A true story from Sports Illustrated, August 24, 09 puts it powerfully. Marc Buoniconti was a outstanding college football player at The Citadel when he suffered a severe spinal cord injury in a game in 1985. He nearly died, spent months in a immobilized in a Stryker frame and was left a quadriplegic. He was consigned to a wheelchair which he moves by blowing through a tube. He'd been a careless student, a wild party guy, even a borderline delinquent as well as great football player. His father, Nick, had been a Hall of Fame player for the Miami Dolphins and the family joked with some justification that if Marc hadn't been paralyzed he would have ended up dead or in jail.

"If Marc hadn't been paralyzed ..." Well, maybe, even probably. But then who really knows what would have happened? What we do know, however, is what really did happen for Marc. According to the SI story, was this: "Once he felt himself he stopped grieving, once he felt himself cared for by so many selfless people, saw so many strangers give time and money to help cure him, Buoniconti began to believe: Being paralyzed didn't end his life. Being paralyzed saved it."

He became involved with the Miami Project a scientific research and treatment institute for paralysis including that of children Then Marc organized the Buoniconti Fund to raise money help push for a cure. He said, "This chair made me grow a conscience. I never had one before."
One of Marc's old teammates says of him, "He's more of a man in that wheelchair than I'll ever be with two arms and two legs. Because when he enters a room he changes people's lives. When they hear him speak, people want to be part of what he's doing,. Can you imagine being in a wheelchair 20 years and having the courage to say, 'I don't think there's any help for me, but I want to get other people out of wheelchairs.'"

God is sneaky and there has been help for Marc -- God's quiet grace. Marc's body is paralyzed but his soul flies.
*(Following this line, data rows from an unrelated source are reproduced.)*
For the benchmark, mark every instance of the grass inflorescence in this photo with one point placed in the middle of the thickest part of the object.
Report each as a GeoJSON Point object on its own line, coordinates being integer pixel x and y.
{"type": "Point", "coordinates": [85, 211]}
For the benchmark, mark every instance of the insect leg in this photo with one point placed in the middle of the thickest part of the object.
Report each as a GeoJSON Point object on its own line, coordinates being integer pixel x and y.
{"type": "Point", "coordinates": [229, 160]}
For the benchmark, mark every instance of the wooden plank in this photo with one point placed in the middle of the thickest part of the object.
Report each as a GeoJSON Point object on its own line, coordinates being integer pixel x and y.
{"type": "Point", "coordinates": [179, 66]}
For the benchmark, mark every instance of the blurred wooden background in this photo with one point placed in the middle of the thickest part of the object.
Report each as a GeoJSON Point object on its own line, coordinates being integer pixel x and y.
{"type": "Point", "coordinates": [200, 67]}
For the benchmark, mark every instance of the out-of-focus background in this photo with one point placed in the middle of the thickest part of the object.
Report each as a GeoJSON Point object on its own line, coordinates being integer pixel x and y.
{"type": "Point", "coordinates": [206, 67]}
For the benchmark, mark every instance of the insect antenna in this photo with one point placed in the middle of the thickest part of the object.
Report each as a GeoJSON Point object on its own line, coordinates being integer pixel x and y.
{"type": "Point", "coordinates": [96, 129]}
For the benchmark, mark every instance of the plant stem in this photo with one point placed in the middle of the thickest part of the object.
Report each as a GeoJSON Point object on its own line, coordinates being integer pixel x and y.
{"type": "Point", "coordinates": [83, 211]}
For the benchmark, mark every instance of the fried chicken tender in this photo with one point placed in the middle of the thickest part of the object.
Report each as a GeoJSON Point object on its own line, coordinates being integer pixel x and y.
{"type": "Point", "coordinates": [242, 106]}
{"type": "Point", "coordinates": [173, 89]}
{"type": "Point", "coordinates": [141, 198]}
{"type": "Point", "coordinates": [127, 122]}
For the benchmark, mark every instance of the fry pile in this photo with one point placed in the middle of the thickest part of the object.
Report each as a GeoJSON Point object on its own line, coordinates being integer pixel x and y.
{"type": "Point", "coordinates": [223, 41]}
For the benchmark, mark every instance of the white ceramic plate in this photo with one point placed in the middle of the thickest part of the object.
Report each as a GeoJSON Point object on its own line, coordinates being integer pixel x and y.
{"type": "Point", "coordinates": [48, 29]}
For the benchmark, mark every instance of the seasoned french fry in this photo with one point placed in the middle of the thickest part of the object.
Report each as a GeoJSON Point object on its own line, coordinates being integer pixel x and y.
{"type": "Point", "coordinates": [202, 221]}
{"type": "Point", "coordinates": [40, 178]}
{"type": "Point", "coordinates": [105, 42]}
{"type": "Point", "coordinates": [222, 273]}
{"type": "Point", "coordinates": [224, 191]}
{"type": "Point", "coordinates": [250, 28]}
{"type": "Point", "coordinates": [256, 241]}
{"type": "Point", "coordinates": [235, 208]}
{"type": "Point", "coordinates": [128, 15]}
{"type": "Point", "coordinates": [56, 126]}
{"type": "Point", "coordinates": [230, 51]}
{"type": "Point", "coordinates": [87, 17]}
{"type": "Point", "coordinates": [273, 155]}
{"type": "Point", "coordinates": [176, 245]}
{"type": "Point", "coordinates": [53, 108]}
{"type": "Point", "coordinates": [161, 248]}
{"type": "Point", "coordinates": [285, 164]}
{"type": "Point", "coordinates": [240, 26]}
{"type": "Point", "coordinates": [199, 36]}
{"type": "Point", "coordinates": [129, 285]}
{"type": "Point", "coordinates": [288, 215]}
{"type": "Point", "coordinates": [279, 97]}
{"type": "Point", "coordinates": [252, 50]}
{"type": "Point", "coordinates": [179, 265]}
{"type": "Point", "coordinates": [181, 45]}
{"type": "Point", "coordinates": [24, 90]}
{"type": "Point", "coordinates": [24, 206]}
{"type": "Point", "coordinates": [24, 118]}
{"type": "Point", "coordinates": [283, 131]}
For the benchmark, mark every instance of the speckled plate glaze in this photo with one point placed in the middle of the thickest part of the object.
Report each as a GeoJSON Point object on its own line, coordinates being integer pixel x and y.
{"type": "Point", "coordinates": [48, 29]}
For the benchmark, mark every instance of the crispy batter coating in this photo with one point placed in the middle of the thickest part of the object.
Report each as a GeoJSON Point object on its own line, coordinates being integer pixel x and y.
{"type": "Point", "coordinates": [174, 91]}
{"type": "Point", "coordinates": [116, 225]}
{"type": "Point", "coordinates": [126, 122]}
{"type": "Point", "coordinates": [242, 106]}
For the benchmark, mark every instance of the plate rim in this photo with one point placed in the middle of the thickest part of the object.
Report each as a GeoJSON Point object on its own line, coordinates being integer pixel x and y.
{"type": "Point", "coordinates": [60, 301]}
Grace gave Marc options and choices after his terrible injury and Marc responded in ways that change his life and made him "more of a man ..." which, man or woman, is much of what faith, hope and love are about. Marc significantly partnered in his own healing which, you see, is also a gift of grace. And through his responses, Marc became part of God's own work in the world. No dead ends for him, or for us. Just grace, powerful grace and choosing to be part of God's kingdom day by day.

Think about it. Ted

P.S. Friends,
This will probably be my last posting until at least mid October, maybe longer. I know I ask a lot of those who access and read my blogs. I know they are long and challenging. I know they are not typical down and dirty, quick and easy which I guess is the typical blog format. So this may not be my medium. Any comments you care to share on that would help me decide how or if I will proceed. If what I write helps anyone, that's very important to me but I'm not sure if that is the case. Blessings and courage and joy to you. Ted


  1. I, for one, appreciate posts that have some "meat on the bones" - posts that provoke thought, raise questions, challenge assumptions. It is clear you put so much into a post and I can understand that you could be rethinking it as a forum for you - however, I would be deeply disappointed if you stop.
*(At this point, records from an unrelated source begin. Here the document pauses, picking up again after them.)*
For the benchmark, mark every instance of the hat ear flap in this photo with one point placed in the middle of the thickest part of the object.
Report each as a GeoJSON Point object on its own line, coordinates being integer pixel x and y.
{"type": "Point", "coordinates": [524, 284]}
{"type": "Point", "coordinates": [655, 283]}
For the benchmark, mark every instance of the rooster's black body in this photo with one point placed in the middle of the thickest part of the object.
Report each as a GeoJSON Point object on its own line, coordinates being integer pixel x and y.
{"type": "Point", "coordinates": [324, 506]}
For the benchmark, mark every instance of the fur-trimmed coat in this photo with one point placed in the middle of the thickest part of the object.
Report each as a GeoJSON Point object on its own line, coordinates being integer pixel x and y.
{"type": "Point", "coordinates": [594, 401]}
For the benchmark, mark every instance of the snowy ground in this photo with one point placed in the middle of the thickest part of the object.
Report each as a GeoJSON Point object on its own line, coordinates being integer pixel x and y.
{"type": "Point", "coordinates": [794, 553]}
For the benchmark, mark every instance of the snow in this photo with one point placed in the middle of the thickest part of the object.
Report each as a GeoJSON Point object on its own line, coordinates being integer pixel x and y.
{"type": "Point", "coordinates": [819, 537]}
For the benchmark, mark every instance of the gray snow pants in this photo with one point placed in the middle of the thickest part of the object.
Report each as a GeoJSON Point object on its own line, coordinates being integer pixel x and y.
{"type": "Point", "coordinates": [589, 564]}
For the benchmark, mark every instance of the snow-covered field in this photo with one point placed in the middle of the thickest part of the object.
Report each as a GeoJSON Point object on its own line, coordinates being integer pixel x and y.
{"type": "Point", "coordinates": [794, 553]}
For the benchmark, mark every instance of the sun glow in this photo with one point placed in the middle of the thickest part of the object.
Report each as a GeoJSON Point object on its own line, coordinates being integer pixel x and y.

    BTW, I would no longer consider myself a practising Christian - but I am very interested in any writings that explore the human quest for understanding and meaning. Yours have much merit.
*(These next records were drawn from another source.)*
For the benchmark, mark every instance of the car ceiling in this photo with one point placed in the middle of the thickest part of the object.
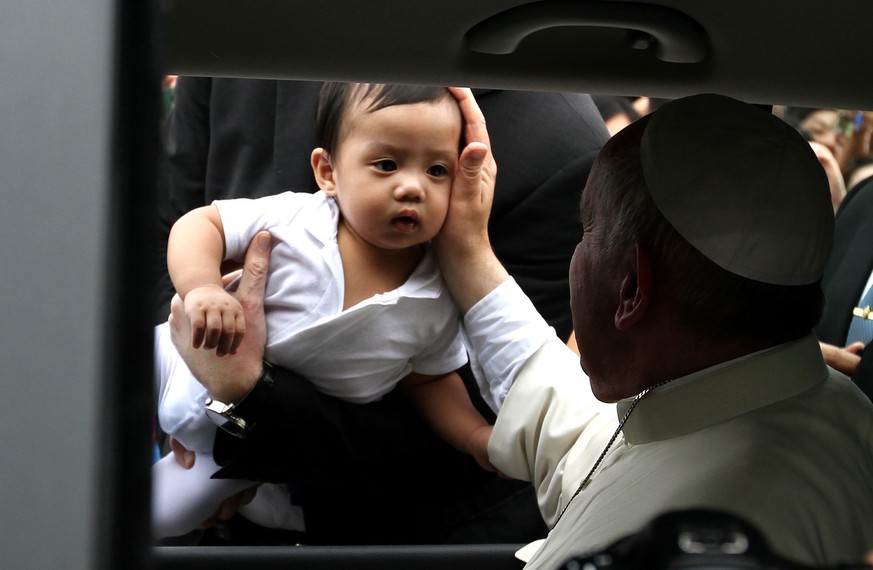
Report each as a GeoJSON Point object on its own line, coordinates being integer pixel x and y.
{"type": "Point", "coordinates": [763, 51]}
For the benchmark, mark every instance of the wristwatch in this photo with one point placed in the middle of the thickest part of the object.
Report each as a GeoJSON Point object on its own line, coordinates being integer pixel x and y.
{"type": "Point", "coordinates": [237, 419]}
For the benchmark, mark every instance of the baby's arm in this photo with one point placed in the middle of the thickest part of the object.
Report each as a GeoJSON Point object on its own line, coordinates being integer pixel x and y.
{"type": "Point", "coordinates": [444, 404]}
{"type": "Point", "coordinates": [194, 254]}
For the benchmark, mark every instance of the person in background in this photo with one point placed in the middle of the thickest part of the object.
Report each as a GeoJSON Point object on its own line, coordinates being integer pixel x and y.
{"type": "Point", "coordinates": [845, 329]}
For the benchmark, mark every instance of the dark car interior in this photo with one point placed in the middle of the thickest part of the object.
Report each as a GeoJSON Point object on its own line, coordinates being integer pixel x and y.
{"type": "Point", "coordinates": [83, 106]}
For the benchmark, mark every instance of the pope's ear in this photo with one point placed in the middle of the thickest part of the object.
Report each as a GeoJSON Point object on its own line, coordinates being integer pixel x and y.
{"type": "Point", "coordinates": [322, 168]}
{"type": "Point", "coordinates": [636, 289]}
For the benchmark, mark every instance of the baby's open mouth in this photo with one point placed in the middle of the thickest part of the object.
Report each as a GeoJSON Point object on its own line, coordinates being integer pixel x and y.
{"type": "Point", "coordinates": [405, 223]}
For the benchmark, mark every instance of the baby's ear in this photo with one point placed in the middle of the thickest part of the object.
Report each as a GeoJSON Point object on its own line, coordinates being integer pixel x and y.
{"type": "Point", "coordinates": [322, 168]}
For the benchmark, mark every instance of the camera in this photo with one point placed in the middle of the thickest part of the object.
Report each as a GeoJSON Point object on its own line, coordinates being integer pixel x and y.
{"type": "Point", "coordinates": [691, 540]}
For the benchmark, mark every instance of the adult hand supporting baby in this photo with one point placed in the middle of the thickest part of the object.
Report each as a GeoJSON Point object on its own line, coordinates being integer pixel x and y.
{"type": "Point", "coordinates": [463, 248]}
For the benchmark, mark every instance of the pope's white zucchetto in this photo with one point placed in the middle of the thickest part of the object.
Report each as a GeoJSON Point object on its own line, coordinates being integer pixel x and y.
{"type": "Point", "coordinates": [741, 186]}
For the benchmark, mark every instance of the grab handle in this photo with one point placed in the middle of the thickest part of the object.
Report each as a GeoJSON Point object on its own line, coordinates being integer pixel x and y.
{"type": "Point", "coordinates": [676, 37]}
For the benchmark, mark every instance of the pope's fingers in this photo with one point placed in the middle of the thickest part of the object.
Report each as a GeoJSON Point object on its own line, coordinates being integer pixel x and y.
{"type": "Point", "coordinates": [475, 129]}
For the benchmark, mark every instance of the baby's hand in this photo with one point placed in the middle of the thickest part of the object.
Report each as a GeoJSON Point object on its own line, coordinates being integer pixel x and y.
{"type": "Point", "coordinates": [477, 446]}
{"type": "Point", "coordinates": [217, 320]}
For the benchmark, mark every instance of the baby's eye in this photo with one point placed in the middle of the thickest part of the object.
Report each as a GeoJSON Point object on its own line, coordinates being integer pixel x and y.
{"type": "Point", "coordinates": [437, 170]}
{"type": "Point", "coordinates": [385, 165]}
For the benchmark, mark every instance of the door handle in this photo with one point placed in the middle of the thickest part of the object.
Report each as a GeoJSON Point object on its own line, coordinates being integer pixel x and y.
{"type": "Point", "coordinates": [676, 37]}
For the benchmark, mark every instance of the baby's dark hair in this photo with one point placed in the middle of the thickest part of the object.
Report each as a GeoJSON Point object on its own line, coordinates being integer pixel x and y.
{"type": "Point", "coordinates": [335, 98]}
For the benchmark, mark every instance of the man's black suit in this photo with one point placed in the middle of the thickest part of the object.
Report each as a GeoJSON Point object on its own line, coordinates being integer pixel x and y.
{"type": "Point", "coordinates": [374, 473]}
{"type": "Point", "coordinates": [847, 272]}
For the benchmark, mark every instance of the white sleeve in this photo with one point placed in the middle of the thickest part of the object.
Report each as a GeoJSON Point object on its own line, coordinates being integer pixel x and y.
{"type": "Point", "coordinates": [502, 331]}
{"type": "Point", "coordinates": [242, 218]}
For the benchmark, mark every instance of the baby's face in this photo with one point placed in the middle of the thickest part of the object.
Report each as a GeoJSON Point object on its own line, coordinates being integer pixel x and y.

  2. I am very thankful for the depth and length of your writing. I feel starved these days for comprehensive communication: from any of the media, emails, friends,family, or foes! Thought-full conversation and reflection seem to be fading into the past. I feel our culture is poorer for it--- we hardly know what we think or believe much less are able to articulate it communally. Your words, as always, help ground me. This is grace in my life.